Dreaming of Maine
Acrylic on canvas
8 x 8 inches
Barbara Muir © 2012
Once again I've had a great day. Not much time
to paint, but I had fun thinking about Maine and
parts of New Brunswick with this one, where you
come upon buildings that run into one another, and
go on and on because some new addition was needed,
and unlike our tiny city lots the room was there,
so Bob's your uncle, ipso facto, lets add another
section on. Some of them are my favorite white
clapboard, and that's what I was thinking about
in this little dreamscape.
I met a friend I hadn't seen for a long time today,
and we had the greatest talk. I am such a firm
believer in happiness and always enjoy
good conversation in a lovely setting. I walked
away with a rich feeling of delight colouring
my day.
But by contrast it seems that so many people
I've talked to recently are leary of the idea
of happiness. They ask -- is happiness real?
Substitute possible, achievable, valuable?
Is this just winter acting on the collective
mood? Maybe it doesn't matter. Apparently pessimists
are classically conservative, and optimists more liberal.

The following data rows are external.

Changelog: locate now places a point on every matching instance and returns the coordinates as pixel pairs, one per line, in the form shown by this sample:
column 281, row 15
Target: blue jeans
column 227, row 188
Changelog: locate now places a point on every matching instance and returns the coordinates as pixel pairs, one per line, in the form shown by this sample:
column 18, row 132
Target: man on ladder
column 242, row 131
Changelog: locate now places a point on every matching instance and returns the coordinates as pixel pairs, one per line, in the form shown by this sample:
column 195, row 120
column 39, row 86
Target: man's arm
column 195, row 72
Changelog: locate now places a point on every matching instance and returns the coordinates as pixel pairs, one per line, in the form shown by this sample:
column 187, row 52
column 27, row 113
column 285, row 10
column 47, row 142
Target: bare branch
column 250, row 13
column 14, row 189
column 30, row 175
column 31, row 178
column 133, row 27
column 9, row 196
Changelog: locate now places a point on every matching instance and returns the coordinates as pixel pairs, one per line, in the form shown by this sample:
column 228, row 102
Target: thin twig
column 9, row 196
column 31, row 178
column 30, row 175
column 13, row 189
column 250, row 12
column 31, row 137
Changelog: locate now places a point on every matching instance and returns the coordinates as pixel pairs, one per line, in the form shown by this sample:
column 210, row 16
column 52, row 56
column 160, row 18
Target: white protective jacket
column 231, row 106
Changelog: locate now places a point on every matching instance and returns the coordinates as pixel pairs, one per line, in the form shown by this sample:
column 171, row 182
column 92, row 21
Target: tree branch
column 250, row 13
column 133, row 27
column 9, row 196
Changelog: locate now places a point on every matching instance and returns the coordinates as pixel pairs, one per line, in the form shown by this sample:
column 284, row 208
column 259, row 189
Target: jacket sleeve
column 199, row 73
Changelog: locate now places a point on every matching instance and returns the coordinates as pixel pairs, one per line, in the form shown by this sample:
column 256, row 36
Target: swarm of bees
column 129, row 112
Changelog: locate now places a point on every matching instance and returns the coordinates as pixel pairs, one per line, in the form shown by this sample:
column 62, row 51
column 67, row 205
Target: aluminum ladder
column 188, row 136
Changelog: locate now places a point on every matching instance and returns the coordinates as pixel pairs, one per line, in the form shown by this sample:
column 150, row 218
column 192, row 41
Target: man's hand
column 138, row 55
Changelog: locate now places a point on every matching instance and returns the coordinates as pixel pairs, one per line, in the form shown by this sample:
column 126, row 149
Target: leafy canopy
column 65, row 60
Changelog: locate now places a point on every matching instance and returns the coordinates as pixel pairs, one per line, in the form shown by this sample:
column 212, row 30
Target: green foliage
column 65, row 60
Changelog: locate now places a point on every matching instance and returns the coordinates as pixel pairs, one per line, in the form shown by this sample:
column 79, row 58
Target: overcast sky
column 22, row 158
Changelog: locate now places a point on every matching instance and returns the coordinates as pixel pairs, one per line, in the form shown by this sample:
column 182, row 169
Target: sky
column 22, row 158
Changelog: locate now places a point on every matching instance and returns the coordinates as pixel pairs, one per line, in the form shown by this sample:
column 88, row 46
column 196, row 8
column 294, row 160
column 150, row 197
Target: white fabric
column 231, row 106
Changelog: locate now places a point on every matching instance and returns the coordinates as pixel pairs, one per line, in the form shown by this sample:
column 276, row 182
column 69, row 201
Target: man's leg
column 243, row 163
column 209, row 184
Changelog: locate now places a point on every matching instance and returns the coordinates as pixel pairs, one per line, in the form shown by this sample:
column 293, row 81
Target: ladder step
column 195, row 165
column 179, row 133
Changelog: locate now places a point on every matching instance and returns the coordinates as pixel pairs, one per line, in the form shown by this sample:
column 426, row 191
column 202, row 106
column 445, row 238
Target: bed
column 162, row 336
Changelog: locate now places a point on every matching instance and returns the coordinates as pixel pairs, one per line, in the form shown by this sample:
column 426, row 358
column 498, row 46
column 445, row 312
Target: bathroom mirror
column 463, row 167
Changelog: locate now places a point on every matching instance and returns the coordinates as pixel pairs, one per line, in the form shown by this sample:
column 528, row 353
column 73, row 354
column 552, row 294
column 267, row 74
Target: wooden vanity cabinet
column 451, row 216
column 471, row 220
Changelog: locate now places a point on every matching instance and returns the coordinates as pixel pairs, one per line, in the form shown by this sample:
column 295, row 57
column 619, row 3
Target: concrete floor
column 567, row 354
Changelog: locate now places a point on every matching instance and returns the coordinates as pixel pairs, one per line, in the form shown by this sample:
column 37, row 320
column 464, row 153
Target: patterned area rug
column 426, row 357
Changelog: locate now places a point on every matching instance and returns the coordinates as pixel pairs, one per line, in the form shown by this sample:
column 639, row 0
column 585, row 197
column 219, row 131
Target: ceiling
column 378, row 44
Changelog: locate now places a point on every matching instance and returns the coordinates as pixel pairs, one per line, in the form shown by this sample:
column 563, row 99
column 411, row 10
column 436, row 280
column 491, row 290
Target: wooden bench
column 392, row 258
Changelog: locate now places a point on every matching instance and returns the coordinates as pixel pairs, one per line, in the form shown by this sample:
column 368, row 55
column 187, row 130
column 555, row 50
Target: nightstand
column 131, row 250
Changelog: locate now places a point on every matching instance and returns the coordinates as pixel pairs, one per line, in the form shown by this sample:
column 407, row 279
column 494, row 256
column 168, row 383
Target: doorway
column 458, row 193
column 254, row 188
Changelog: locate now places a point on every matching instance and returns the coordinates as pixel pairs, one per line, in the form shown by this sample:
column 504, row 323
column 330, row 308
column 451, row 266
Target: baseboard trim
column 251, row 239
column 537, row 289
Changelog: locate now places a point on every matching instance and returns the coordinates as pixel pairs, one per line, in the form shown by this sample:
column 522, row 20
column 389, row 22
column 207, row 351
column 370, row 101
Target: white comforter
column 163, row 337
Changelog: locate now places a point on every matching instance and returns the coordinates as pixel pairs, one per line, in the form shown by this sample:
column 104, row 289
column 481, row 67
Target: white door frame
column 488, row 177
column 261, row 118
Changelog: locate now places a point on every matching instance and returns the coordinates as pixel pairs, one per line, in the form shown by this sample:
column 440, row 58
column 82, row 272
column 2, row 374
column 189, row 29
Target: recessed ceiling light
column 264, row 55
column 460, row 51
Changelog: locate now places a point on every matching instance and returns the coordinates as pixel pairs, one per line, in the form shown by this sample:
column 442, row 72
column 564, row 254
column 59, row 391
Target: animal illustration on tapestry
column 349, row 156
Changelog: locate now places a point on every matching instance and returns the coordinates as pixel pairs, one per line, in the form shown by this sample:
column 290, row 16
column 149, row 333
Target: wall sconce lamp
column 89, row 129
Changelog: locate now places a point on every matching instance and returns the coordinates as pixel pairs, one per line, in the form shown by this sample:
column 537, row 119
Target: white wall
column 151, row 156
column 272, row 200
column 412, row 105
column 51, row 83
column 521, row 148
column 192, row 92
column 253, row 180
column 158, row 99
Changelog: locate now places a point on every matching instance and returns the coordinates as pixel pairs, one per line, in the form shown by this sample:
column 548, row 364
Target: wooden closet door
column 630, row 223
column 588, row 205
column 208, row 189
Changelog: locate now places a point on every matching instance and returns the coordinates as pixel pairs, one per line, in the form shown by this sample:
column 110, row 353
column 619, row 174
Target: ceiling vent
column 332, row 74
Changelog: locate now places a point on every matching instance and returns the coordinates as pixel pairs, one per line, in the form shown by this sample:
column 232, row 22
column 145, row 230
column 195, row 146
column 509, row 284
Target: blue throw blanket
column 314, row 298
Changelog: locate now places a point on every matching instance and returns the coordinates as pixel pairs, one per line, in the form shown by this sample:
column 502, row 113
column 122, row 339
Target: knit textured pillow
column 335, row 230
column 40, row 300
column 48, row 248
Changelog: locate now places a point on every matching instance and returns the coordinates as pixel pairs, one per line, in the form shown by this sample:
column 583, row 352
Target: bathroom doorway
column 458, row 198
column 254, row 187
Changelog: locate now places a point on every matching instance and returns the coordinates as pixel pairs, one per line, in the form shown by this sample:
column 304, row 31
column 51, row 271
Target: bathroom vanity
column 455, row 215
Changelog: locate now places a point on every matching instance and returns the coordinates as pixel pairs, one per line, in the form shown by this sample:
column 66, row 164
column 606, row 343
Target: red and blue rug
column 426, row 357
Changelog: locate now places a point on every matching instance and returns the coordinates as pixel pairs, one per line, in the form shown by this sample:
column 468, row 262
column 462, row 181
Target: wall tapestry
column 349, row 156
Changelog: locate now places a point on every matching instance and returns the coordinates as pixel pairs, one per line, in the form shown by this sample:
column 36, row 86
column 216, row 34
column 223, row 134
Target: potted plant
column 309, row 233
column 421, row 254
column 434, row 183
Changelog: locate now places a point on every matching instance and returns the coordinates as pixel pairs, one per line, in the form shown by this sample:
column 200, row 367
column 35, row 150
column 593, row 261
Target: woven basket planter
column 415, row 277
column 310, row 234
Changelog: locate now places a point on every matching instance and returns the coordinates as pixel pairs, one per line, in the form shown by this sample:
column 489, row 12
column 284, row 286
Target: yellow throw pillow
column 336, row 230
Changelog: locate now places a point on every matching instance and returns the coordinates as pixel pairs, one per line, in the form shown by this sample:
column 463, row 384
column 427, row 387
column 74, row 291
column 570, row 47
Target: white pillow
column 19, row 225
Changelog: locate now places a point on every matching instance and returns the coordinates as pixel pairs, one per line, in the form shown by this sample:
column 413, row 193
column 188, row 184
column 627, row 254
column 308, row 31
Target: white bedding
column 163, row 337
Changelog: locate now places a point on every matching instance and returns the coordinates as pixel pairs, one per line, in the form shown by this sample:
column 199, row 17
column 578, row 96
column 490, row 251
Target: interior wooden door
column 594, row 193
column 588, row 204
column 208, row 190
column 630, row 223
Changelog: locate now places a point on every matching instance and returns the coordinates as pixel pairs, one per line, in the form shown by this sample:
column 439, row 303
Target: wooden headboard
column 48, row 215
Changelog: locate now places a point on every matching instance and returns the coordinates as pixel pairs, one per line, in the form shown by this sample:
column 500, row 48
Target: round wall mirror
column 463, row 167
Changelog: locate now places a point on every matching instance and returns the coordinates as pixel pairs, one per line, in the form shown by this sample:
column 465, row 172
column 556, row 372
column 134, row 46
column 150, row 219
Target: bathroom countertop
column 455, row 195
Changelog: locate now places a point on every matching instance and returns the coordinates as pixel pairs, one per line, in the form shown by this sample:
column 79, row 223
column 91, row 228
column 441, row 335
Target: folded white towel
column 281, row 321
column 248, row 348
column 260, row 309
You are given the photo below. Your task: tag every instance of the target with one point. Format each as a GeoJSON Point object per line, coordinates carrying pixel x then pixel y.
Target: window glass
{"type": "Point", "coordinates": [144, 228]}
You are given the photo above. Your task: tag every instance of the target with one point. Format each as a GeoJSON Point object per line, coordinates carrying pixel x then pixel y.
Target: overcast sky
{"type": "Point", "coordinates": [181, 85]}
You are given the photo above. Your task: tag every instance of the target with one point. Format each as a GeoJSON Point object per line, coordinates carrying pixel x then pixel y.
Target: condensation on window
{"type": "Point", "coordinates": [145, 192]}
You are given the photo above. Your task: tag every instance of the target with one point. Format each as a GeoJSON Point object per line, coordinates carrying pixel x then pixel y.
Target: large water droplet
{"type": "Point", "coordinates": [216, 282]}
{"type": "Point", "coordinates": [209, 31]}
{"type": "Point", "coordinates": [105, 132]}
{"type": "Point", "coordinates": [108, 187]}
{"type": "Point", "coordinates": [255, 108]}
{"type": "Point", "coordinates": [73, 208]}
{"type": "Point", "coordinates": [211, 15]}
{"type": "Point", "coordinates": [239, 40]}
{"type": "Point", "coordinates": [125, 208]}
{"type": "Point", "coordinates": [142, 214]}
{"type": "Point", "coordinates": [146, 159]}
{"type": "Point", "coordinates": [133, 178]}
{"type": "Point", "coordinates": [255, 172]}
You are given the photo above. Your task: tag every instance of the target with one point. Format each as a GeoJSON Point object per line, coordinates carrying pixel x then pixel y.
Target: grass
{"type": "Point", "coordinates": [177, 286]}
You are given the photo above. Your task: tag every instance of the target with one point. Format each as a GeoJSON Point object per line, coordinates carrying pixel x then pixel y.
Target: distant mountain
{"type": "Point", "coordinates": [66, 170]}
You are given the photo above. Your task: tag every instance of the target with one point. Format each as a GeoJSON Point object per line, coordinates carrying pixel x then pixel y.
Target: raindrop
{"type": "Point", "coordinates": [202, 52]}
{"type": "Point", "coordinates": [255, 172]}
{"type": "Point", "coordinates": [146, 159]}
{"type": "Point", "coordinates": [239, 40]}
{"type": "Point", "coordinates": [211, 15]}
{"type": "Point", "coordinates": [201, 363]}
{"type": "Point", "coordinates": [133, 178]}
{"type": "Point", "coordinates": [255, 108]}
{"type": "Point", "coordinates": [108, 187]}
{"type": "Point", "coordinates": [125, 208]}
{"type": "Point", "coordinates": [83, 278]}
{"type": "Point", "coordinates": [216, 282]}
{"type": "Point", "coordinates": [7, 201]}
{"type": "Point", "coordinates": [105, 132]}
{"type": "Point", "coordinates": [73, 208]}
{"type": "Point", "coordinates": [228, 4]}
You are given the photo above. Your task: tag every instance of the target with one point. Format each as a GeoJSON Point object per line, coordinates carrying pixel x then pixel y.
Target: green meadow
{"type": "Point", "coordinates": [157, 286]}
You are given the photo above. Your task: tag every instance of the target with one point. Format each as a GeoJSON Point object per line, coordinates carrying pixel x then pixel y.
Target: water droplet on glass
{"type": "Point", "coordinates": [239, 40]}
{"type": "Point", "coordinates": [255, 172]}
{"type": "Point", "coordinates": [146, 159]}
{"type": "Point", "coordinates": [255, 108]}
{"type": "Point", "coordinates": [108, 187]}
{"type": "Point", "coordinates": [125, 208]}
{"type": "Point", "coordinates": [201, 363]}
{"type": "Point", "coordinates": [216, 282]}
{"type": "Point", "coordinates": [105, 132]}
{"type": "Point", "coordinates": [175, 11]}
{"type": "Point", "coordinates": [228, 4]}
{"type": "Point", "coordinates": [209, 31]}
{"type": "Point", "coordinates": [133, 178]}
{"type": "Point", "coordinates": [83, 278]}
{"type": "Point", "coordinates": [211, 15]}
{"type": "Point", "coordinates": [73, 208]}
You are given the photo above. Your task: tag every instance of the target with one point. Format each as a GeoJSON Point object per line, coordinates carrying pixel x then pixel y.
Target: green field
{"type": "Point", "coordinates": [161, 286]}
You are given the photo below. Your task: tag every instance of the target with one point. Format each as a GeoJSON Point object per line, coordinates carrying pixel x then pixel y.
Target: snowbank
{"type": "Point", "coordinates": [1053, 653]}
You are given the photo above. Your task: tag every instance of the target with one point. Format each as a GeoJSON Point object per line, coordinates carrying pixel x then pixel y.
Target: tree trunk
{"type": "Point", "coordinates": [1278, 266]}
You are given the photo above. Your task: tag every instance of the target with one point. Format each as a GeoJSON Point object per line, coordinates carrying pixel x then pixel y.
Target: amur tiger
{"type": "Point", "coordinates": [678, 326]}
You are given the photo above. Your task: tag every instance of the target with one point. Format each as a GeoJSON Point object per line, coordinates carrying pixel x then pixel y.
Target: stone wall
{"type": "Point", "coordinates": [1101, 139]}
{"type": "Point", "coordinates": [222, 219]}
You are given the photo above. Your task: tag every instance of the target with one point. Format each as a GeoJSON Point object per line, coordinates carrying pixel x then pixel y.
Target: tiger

I have no idea whether or not this is true. I do
know that it feels infinitely better to think you're
happy, than to know that you're not.
Steven and I went out to Ikea, for our Thursday
night supper. The people behind the counter
there recognize us because we've been following
this strange, predictable pattern for almost
two years. We eat practically the same meals, and
sit where we can watch little children and families
playing. Tonight a mother was spoon feeding supper
to her six year old girl, so that the child didn't have
to stop playing to eat. Both the mother and child
were happy. I think. And we were happy watching
them. I think. We also seemed to be happy in
the car listening to a wildly funny radio show
and laughing our heads off.
Maybe it's those new vitamins Steven's been giving
me, because despite reasons for sorrow that are
always present, I have been feeling overwhelmingly
content. Even happy. Maybe you're the reason for
that, and you and you and you. Thanks for that.
I think it's real. And if I'm living in some
Descartian/Augustinian duality for now I think
I'll chill, and say WooHoo! Today life is good.